Hicks does interesting things with this much-used premise. Juniper is the new student, while Cassie is her roommate and wanna-be friend. Juniper accidentally snubs sweet, naive Cassie during their first encounter, but ends up coming to her rescue when she is insulted by mean girl Emily while waiting for assembly to begin. Emily responds with a typical put-down. Watch how Juniper handles the situation:
Emily: Hey, look, it's Bishop's latest scholarship project. Did you have a comment, project, or just a chunk of McDonald's stuck in your throat?
Juniper: McDonald's. No, really... that's great.
I mean, you totally got me there. I'm the charity case.

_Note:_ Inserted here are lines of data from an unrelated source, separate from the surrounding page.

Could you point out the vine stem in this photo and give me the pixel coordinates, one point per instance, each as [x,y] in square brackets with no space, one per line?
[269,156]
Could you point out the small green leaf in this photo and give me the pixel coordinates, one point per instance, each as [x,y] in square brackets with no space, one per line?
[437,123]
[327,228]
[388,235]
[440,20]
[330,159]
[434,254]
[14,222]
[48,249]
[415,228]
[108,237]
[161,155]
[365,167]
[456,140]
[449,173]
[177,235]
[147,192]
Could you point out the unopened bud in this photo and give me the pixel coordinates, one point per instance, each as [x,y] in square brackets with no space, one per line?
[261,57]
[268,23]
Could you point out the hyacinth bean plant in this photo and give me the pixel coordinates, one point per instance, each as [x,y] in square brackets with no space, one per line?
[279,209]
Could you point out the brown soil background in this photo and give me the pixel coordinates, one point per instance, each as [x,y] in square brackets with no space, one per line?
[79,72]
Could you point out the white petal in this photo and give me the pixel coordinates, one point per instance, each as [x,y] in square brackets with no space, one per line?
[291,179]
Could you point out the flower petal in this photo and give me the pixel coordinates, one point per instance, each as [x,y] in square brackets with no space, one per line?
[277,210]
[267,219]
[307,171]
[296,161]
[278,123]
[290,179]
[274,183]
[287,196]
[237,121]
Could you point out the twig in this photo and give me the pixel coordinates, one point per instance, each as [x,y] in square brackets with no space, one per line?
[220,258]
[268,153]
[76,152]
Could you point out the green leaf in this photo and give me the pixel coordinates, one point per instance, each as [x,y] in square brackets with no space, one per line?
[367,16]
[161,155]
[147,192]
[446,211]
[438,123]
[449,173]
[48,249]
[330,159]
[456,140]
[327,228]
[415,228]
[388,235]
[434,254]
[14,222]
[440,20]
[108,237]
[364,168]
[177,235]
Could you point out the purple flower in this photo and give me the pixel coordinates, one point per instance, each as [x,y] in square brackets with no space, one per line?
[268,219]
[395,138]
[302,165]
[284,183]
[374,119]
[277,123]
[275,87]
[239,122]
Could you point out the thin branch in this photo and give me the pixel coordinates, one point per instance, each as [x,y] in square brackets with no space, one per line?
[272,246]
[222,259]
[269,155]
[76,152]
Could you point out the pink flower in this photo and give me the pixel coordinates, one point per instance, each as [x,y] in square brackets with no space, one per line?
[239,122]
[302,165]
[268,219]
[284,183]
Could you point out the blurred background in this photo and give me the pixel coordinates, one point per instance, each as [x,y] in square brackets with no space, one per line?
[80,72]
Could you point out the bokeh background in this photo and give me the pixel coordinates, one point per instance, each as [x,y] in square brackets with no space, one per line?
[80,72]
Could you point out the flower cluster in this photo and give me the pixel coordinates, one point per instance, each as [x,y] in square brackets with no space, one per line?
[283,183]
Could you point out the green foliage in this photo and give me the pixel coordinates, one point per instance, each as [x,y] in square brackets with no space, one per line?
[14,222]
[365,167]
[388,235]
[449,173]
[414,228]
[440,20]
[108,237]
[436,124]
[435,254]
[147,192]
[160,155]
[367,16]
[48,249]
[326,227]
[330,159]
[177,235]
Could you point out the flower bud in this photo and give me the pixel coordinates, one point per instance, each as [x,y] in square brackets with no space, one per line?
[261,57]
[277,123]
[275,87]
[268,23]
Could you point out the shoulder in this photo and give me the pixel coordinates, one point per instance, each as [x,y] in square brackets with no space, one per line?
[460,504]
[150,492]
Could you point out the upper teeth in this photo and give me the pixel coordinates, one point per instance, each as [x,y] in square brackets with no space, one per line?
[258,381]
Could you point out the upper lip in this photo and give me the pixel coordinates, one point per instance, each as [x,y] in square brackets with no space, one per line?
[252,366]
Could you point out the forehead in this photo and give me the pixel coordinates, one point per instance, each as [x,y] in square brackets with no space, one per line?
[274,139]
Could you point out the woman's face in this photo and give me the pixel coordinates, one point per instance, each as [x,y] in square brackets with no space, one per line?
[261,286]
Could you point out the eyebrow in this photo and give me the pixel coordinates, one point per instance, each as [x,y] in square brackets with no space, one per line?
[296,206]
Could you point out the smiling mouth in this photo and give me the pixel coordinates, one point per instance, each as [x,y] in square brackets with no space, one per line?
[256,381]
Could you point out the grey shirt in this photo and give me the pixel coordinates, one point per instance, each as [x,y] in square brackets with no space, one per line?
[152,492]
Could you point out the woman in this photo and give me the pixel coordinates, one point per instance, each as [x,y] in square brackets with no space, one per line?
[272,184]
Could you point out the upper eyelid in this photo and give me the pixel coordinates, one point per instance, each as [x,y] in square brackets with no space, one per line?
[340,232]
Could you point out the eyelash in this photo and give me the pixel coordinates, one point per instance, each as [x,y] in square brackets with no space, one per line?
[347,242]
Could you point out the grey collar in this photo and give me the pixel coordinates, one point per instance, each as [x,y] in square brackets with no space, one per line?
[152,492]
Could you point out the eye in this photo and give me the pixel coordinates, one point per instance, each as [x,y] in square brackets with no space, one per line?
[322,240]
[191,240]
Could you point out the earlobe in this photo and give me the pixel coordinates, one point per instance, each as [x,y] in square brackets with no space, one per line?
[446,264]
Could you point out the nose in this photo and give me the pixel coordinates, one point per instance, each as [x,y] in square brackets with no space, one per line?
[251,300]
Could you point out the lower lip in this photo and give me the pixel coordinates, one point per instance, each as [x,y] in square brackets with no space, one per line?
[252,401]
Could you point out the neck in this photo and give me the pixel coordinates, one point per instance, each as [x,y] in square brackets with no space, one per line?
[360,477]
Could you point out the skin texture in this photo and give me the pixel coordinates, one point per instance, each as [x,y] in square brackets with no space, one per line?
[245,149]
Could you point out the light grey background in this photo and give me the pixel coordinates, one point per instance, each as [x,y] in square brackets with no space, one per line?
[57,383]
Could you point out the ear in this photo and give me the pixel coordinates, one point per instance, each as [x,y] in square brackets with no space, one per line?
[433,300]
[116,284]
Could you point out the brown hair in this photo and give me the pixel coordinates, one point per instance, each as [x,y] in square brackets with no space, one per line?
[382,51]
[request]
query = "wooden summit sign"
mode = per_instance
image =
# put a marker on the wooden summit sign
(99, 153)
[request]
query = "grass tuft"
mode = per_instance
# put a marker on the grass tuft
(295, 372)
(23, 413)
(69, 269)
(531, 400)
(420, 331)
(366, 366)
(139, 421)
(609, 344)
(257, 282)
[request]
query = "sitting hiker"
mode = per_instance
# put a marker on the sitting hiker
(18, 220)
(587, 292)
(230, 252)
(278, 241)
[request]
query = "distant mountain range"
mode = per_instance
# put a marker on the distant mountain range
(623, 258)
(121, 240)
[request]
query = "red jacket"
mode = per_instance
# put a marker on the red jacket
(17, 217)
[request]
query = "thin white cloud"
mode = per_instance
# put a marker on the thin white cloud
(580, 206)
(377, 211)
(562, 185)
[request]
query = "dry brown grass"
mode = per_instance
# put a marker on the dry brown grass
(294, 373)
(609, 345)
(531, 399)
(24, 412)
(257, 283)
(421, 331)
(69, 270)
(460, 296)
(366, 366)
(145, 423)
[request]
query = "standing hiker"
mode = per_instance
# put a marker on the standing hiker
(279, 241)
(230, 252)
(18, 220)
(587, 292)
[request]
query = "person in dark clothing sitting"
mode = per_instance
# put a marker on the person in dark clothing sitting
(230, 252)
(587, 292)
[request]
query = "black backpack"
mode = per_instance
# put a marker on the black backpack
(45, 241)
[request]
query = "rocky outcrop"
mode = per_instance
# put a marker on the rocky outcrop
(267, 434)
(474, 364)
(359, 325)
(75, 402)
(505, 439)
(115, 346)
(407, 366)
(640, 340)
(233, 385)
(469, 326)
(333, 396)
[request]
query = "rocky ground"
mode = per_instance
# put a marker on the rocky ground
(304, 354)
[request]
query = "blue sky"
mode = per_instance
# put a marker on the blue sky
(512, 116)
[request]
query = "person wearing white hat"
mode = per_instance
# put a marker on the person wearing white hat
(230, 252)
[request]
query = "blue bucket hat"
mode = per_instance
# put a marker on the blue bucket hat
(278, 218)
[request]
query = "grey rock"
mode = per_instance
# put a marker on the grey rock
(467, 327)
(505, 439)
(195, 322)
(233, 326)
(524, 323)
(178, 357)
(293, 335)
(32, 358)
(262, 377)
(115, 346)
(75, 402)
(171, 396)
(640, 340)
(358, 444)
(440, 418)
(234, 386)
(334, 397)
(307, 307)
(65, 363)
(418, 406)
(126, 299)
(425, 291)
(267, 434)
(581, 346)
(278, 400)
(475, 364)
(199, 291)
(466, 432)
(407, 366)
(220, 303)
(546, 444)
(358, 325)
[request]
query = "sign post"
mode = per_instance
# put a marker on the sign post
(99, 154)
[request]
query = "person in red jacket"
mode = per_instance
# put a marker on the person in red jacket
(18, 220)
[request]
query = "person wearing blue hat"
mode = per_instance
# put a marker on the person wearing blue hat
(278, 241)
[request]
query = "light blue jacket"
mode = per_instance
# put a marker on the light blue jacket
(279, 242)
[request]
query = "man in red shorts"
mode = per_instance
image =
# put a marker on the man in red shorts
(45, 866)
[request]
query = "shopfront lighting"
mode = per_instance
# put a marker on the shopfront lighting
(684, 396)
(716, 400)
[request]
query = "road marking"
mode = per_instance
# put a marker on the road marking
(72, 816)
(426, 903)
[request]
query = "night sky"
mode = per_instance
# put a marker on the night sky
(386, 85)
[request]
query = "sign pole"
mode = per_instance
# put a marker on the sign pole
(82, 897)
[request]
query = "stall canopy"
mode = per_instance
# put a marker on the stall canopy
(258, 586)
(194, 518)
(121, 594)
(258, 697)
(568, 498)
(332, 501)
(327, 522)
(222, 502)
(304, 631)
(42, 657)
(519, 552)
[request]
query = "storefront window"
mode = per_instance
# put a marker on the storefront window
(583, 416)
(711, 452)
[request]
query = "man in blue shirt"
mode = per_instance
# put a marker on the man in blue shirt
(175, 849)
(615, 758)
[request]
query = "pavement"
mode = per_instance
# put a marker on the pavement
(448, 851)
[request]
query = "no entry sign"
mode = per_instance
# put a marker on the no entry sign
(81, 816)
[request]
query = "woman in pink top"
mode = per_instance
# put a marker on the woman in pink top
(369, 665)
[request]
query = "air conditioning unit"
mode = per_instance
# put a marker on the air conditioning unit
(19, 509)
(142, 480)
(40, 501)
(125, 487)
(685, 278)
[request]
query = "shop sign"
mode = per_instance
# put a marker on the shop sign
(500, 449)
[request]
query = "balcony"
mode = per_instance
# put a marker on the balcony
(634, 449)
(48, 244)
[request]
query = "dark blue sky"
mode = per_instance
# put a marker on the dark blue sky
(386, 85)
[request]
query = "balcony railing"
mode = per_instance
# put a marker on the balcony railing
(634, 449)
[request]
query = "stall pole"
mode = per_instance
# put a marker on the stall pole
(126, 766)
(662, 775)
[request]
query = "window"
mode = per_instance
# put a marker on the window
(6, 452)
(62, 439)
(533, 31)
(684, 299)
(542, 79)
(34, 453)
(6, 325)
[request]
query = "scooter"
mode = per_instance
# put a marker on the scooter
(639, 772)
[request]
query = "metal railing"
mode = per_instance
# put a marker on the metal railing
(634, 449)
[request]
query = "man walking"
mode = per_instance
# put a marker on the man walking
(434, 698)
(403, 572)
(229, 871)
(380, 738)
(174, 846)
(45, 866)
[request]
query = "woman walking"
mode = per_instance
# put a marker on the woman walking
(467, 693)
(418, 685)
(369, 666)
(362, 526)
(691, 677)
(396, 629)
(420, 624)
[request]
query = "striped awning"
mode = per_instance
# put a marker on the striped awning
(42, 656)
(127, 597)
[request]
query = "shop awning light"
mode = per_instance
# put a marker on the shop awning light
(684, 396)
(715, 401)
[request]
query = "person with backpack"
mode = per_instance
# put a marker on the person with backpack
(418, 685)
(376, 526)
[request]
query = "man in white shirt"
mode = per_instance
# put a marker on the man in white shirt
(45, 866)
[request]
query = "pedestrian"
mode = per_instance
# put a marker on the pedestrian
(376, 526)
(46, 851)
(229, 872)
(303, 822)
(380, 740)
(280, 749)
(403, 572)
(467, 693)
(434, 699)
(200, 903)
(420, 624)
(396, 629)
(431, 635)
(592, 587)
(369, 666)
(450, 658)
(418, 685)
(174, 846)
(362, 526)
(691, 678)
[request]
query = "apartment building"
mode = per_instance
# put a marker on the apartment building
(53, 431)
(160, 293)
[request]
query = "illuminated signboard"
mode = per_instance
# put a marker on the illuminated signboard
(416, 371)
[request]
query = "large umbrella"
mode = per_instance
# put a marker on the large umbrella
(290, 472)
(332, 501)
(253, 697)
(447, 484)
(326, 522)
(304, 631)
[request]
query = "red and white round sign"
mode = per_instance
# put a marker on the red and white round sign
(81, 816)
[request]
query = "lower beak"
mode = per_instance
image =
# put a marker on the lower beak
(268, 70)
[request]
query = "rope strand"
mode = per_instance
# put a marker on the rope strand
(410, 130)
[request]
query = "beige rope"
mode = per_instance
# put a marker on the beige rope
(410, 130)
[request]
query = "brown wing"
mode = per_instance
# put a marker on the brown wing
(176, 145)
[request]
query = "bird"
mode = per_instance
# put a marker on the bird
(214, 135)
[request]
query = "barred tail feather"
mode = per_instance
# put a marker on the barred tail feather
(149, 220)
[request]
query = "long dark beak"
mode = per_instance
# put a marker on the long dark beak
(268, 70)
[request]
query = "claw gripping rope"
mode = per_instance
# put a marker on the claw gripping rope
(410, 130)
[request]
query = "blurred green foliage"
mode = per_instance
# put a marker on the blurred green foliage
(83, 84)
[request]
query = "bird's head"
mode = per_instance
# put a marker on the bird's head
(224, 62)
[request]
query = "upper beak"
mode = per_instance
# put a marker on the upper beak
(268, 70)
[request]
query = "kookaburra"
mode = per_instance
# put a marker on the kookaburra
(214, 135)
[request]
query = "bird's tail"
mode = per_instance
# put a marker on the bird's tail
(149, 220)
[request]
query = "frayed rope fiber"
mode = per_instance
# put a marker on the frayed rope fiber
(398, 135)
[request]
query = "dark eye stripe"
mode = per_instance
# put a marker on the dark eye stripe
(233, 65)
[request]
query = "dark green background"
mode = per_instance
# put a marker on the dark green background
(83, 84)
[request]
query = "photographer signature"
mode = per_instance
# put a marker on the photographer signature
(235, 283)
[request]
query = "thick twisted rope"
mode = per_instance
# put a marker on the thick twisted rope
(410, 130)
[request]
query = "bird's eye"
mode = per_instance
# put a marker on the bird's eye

By all means, continue to make fun of my thrift store clothes, my ten dollar haircut, my single working mom... Wow, it's like all of my deep, unconscious fears are begin laid bare before me—
And y'know, I'm with you. Poor people suck, and I sure do wish I had your spending ability. But you know what I'm glad I don't have?
Emily: Um... no. what?
Whereupon Juniper nails Emily for her probably crappy parents and her insecurities. Emily leaves the assembly in a huff—and the war is on.
At first, Juniper wins, mostly because Emily doesn't know her weakness, which has to do with her dead father. When Juniper does finally snap, she is put on probation. Emily even suggests it, but only because she is planning something much worse for Juniper, something that will destroy her entire future.
I will just mention that I found it very satisfying that Juniper and Cassie laugh at most of Emily's insults. This is just part of the storytelling, but it makes a good model for so many kids who take hurtful remarks to heart. The power of Juniper and Cassie's friendship is another strength of the book.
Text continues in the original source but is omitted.